Myanmar’s security forces (former Myanmar) continued to escalate violence against hundreds of thousands of protestors who protested the coup that ended nearly a decade of democratic transition on February 1. On Sunday, tanks and military vehicles were deployed in several cities as they opened fire to disperse crowds at a power plant in Kachin state, Tensions, including in Rangoon, intensified before the detention of the de facto head of the democratically elected government, Aung San Suu Kyi, ended on Monday, as protestors demanded her release.

In Myitkyina, the capital of Kachin state, images broadcast live on Facebook and other social media showed that Burmese security forces opened fire on protestors to disperse a rally at a power plant. It is not clear whether it was a real bullet or a rubber ball. According to Reuters, soldiers were deployed in an industrial area in Kachin state – where there were frequent tensions between the army and separatist groups – where there were protests and, in some cases, clashed with protestors who believed the army was trying to cut off electricity nearby.

The escalation of violence used by the police and the army intensified nearly two weeks later in La asonada, the first since 1988. Among dozens of people, the army arrested Aung San Suu Kyi on February 1. Aung San Suu Kyi’s party, the National League for Democracy (NLD), swept her through the election last November, claiming that the election was fraudulent and that there was no support from any body supervising the election.

Since the weekend, hundreds of thousands of people have been protesting day after day against coups in several cities in the country, including the main city of Rangoon. The protestors have demanded the release of Aung San Suu Kyi and the restoration of democratic order. This Sunday afternoon, as night fell, tanks and armed vehicles took over the streets of Yangon, as well as cities like Myitkyina and Sittwe (the capital of the western state of rakin, where the Rohingya Muslim minority, alleged victims of the army’s genocide, lives), This is the first relevant deployment since the coup.

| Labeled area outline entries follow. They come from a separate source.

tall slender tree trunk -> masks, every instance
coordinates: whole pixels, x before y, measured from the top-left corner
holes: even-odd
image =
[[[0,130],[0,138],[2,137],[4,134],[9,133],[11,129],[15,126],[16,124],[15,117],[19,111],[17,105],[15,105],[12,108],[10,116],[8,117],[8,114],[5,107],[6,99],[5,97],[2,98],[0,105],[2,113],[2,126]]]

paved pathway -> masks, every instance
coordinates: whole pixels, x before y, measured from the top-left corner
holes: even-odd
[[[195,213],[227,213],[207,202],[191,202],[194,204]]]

In the light of recent developments, the U.S. embassies in Myanmar and Spain urged their citizens to stay at home and seek asylum, and warned that telecommunications between 1 p.m. and 9 p.m. local time might be interrupted, It raised fears that the blackout could be used for further persecution. On February 8, the military government, still under its command, declared martial law in several cities, imposed a curfew from 8 pm to 4 am, and banned assembly of more than five people.

Myanmar society has posed a large-scale challenge to this order. In addition to large-scale protests, government officials organized strikes as part of the civil disobedience movement against the coup. According to local media reports, trains from all over the country stopped running over the weekend as many workers refused to go to work, a rebellion that the board threatened to take action.

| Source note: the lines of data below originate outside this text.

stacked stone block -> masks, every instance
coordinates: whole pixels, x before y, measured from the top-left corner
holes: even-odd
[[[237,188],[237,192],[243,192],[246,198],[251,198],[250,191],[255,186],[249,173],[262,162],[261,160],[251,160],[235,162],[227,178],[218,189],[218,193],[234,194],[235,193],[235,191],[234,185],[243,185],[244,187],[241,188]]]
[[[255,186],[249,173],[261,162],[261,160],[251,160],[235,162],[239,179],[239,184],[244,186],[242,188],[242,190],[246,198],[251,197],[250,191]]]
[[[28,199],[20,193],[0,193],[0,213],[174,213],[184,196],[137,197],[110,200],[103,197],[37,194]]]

Although the arrest warrant for Aung San Suu Kyi will expire on February 15, she is unlikely to be released because she is accused of violating import and export laws after discovering radio tracking equipment (walkie talkie) in her home and could be sentenced to up to three years’ imprisonment. Aung San Suu Kyi was under house arrest for 15 years before the democratic transition that began in 2011 after half a century of military dictatorship (since 1962).

Fears of further repression have also intensified after the junta announced Friday the release of 23000 prisoners, because in the past, during democratic demonstrations that killed thousands in 1988, the army was accused of infiltrating criminals and attacking people. According to the political prisoners Aid Association, more than 384 people have been arrested, especially during night time arrests.